CBS explores possible privacy preserving techniques with universities
/ Author: Miriam van der Sangen
Statistics Netherlands (CBS) is constantly looking for new methods and techniques to meet the steadily growing demand for statistical information. The principle underlying this search is that the privacy of all parties involved should be guaranteed at all times. Working closely with its external partners, CBS is therefore exploring the potential of privacy preserving techniques. In 2020, CBS entered into a collaborative project with Maastricht University (UM) and the University of Groningen (RUG). The aim of this collaboration is to create a generic data infrastructure that can be used to carry out scientific or statistical research. In this approach, the data remain with the party that supplies them.
Data remain secure with the data source owner
Privacy preserving techniques are new cryptographic techniques that enable privacy-sensitive data to be analysed without parties having access to the data themselves and without the data leaving the organisation where they are stored. ‘The common thread in the application of this technology is that the data remain secure with the source owners and are analysed remotely, while privacy continues to be guaranteed,’ Paul Grooten of CBS explains. In his role as Enterprise Data Architect, Grooten is the main representative of CBS in its collaboration with the two leading Dutch universities.

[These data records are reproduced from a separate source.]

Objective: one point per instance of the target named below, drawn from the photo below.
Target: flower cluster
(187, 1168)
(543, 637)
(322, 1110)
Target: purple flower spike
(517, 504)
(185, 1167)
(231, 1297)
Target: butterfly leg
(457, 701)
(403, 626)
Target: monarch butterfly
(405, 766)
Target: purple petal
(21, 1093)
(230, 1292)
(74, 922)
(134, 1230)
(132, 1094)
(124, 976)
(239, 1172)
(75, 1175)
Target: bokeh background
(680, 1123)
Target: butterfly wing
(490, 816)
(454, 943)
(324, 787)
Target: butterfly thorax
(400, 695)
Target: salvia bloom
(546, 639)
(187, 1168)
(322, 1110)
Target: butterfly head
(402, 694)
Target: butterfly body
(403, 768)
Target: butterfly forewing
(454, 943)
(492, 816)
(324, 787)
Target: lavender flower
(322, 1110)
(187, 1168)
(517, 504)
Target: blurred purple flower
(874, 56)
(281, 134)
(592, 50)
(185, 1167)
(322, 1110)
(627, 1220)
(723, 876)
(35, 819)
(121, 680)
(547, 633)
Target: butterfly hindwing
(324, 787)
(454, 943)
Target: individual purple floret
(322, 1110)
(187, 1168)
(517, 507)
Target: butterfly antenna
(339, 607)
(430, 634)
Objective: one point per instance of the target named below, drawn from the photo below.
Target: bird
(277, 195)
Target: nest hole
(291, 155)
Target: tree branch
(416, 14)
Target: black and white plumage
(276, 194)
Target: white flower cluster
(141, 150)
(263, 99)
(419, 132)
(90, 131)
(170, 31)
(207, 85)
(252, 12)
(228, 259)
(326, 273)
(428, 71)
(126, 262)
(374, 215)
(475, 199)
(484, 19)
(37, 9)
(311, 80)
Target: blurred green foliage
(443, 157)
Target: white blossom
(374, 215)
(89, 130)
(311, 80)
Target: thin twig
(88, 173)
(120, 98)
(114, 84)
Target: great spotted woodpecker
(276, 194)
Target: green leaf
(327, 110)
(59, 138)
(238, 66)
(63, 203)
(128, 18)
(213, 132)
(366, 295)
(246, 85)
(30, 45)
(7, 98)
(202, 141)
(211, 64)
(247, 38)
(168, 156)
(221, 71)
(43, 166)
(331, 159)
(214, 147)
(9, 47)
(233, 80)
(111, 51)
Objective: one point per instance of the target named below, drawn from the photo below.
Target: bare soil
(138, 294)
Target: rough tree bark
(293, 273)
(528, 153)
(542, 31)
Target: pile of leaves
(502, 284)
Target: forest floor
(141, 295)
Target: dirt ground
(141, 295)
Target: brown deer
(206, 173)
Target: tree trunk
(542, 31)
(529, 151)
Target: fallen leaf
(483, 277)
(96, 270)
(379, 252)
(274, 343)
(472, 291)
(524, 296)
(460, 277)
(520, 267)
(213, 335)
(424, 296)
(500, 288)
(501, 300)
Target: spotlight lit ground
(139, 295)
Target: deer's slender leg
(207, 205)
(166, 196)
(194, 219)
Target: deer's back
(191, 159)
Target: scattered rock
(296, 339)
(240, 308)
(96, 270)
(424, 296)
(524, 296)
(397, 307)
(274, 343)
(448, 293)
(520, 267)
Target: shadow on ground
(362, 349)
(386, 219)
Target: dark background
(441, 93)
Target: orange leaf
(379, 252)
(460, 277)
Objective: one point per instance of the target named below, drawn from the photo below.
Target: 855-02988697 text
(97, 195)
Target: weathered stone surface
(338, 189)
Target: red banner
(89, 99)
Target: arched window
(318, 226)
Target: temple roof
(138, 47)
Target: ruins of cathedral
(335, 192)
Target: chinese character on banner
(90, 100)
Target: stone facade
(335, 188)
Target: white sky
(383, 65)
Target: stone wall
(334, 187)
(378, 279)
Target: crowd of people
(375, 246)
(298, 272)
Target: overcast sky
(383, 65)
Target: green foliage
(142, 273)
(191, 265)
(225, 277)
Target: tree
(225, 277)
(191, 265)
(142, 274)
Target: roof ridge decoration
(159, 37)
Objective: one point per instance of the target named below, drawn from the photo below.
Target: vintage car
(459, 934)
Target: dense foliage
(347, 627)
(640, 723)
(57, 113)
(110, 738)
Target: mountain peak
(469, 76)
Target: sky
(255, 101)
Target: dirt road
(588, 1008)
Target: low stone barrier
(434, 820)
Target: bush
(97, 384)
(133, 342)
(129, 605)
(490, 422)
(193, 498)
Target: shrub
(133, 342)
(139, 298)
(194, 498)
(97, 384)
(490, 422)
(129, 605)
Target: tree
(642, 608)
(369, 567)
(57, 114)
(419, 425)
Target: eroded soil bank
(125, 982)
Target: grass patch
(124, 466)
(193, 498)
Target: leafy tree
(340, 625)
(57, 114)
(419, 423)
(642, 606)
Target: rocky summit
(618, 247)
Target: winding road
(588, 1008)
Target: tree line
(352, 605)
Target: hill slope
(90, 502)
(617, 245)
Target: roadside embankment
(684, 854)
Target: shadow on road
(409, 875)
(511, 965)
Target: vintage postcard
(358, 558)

Deploying privacy preserving techniques has a number of major advantages. ‘The advantage is that the data remain with the primary source – the owner of the data – and only the information specifically needed for statistical research is extracted. This is consistent with the General Data Protection Regulation’s aim of keeping data-sharing to a minimum. Furthermore, we have the obligation to handle the information that individuals and businesses provide to CBS safely and securely.’ Deploying privacy preserving techniques can provide a solution in such cases and, as Grooten observes, there are other important reasons to make use of them. ‘The number of sources and the quantity of data are increasing rapidly. Collecting and securing all this data in one place is therefore becoming an ever more challenging task. Another advantage of analysing data at the source is that you are always making use of the very latest data.’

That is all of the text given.